Alfa Castaldi (19 December 1926 - 17 December 1995) was an Italian photographer.

==Career==
He began his photographic career in 1954, depicting the social life of his native Milan for Italian magazines, moving into fashion photography in the 1960s, when he provided images for Novità (which became Vogue Italia in 1966), Linea Italiana, and Arianna (magazine)|Arianna. Castaldi married Anna Piaggi in New York in 1962. By 1969, he was one of the major contributors to Vogue Italia. At the end of the 1960s, opening a studio in Milan, he expanded into advertising, creating campaigns for the likes of Giorgio Armani, Laura Biagiotti, Fendi, Gianfranco Ferré, Karl Lagerfield and Ottavio and Rosita Missoni. His magazine coverage also expanded, with his work appearing in L'Uomo Vogue, Vanity, Vogue Bambini, Vogue Sposa, and, outside the Condé Nast Publications, Amica, Panorama and L'Espresso.

==Biography==
In the time of the 1950s, Castaldi served as a reporter, and he was in close relation to Ugo Mulas. Together they joined with other artists of various forms and lived what was recorded to be a bohemian lifestyle. Although Castaldi studied under an art critic while he was in college, the career of being a critic was not what he wanted to do because it didn't appeal to him. He became interested in reporter photography and editorials. That is when he began his photography interest and became a freelancer with the major magazines of his time.

He frequented since 1954 the legendary Bar Jamaica, an artists' hangout in the Brera district, from where the major exponents of Italian contemporary art transited, and where he met Ugo Mulas, Mario Dondero and Carlo Bavagnoli, with whom he established a close bond, including a professional one. He began collaborating with newspapers and magazines such as L'Illustrazione Italiana and Settimo Giorno, documenting the rebirth of Italian cultural life, new forms of pictorial expression, writers, and journalism. Until 1959, he worked on reportages on cultural and film personalities; he made trips to southern Italy, photographed French colonisation in Algeria and anti-nuclear demonstrations in London, architecture in Paris and northern France. He also occasionally published in other magazines such as Le Ore and Oggi.

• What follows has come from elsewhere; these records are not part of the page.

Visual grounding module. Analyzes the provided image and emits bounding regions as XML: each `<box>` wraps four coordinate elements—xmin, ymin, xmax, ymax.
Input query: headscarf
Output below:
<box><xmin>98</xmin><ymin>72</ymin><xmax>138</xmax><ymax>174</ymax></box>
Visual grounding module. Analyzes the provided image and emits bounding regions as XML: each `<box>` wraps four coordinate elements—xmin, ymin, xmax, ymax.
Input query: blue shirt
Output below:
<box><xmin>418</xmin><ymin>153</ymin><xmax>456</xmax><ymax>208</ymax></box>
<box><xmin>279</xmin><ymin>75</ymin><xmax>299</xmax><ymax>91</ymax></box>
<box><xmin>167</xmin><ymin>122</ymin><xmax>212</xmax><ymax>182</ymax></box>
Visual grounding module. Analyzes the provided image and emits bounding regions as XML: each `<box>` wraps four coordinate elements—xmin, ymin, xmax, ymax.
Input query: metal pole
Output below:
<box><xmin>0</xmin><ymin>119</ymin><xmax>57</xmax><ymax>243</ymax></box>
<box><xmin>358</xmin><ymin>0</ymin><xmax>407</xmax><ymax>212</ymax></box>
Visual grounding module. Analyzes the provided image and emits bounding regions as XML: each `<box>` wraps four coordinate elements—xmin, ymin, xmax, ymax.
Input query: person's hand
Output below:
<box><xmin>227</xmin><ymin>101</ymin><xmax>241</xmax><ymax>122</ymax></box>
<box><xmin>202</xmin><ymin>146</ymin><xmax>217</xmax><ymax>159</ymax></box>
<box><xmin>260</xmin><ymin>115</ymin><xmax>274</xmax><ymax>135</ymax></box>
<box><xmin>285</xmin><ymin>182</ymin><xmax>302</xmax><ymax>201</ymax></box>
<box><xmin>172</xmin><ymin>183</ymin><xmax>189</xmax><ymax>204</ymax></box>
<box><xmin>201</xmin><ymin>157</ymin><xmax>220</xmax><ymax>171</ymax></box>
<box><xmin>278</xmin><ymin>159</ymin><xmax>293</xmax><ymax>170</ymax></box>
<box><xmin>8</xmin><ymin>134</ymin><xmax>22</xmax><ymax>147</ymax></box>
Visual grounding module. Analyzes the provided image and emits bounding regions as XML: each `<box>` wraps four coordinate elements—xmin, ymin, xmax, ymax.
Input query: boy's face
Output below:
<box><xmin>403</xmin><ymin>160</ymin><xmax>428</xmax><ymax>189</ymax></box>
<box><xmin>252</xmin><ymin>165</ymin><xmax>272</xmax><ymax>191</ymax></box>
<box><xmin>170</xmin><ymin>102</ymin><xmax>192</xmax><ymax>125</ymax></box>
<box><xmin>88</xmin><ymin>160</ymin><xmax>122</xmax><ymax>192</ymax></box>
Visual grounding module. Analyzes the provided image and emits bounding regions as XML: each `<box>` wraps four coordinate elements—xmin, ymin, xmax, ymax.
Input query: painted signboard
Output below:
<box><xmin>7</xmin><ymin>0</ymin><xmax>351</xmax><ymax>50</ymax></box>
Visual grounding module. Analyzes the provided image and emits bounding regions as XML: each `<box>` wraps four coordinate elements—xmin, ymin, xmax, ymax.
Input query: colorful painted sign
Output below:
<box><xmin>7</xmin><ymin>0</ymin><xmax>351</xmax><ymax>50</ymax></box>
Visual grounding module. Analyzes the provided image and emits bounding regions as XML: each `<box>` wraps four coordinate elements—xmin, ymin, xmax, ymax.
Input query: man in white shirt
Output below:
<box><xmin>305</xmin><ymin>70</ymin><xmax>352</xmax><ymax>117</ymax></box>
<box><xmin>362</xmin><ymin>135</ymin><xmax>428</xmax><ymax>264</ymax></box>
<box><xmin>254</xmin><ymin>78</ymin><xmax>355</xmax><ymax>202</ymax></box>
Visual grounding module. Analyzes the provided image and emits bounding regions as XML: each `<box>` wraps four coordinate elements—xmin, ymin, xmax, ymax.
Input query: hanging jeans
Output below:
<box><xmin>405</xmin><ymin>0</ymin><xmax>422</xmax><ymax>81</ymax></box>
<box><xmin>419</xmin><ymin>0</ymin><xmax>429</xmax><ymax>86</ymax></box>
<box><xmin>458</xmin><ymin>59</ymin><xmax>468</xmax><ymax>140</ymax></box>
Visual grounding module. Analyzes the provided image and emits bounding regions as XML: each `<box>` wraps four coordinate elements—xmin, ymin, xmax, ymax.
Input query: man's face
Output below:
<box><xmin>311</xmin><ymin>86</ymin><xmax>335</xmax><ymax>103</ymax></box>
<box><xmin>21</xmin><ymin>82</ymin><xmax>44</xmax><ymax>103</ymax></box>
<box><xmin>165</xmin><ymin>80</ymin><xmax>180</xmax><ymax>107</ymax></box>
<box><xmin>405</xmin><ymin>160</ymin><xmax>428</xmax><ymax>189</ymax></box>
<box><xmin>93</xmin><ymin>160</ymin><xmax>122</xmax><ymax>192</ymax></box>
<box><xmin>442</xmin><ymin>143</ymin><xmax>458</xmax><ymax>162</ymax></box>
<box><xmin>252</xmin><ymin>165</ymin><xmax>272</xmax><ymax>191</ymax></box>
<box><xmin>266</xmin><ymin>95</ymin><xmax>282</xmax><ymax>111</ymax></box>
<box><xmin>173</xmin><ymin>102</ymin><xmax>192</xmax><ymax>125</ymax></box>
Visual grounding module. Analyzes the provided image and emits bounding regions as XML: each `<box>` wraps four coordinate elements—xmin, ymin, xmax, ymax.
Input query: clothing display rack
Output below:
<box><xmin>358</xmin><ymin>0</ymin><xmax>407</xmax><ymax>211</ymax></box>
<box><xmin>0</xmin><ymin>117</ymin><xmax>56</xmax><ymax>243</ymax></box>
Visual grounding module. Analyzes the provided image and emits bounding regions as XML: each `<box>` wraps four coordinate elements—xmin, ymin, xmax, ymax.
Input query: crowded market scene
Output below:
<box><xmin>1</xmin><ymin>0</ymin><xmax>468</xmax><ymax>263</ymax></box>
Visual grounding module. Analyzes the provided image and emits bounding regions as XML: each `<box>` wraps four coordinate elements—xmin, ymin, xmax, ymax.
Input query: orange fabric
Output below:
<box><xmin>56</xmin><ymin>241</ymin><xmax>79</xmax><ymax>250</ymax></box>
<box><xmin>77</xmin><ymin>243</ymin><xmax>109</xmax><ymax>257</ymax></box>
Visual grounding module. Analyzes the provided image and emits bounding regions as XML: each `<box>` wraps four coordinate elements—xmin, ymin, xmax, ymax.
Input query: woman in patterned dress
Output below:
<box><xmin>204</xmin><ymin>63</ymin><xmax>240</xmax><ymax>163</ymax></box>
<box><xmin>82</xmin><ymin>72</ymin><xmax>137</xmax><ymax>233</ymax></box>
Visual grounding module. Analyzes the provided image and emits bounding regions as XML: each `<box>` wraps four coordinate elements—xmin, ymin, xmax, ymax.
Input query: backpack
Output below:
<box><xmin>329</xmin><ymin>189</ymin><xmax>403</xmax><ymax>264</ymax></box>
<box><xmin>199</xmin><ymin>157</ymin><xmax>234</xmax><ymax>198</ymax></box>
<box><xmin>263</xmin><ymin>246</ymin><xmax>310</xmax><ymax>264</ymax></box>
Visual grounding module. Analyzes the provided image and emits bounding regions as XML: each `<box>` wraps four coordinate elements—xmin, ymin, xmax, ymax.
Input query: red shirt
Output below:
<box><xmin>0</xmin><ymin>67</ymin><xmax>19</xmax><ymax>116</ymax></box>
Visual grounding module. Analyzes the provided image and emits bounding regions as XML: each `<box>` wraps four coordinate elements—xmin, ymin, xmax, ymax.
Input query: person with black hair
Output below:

In 1958, the fundamental meeting of his life took place: that with Anna Piaggi, a fashion journalist destined to become one of the creators of the "made in Italy" myth. It was she, who was already collaborating with Vogue, including Arianna and Vogue Italia, who introduced Castaldi to the world of fashion. A strong partnership was created between them that would last until Castaldi's death. In 1962, they were married in New York.

In 1969, Castaldi became a regular contributor to the Condé Nast publishing group and did fashion shoots for Vogue (L'Uomo Vogue, Vogue Bambini, and Vogue Sposa), but he did not abandon his constant vocation for photographic research. He also worked in the emerging field of advertising, while his topical images continued to appear in numerous magazines. Experimentation also resulted in collages and various mixed-media works, juxtaposing photographs with objects and fabrics from the world of high fashion. In the early 1970s, Castaldi carried out research on the ethnographic origins of men's clothing through a series of photographs that would be published several times in Vogue Uomo.

Castaldi never took care of the preservation of his photographs and negatives, so that the archive that exists today, the result of the collection work of his heirs, preserves only a small part of his work: a good part of his unpublished images have been irretrievably lost.

==Education==
Castaldi studied and received his education in the History of the Arts at the University of Florence. There, he was able to study with the Italian art critic who was known as Roberto Longhi. It is recorded that Castaldi actually became one of Longhi's favourite students.

==Family==
Castaldi was married to Anna Piaggi. They met when he started to work with her on fashion stories. They were together until his death. He met her in the year of 1958. They married four years after they met.

==Death==
Castaldi died in 1995, in Milan, Italy.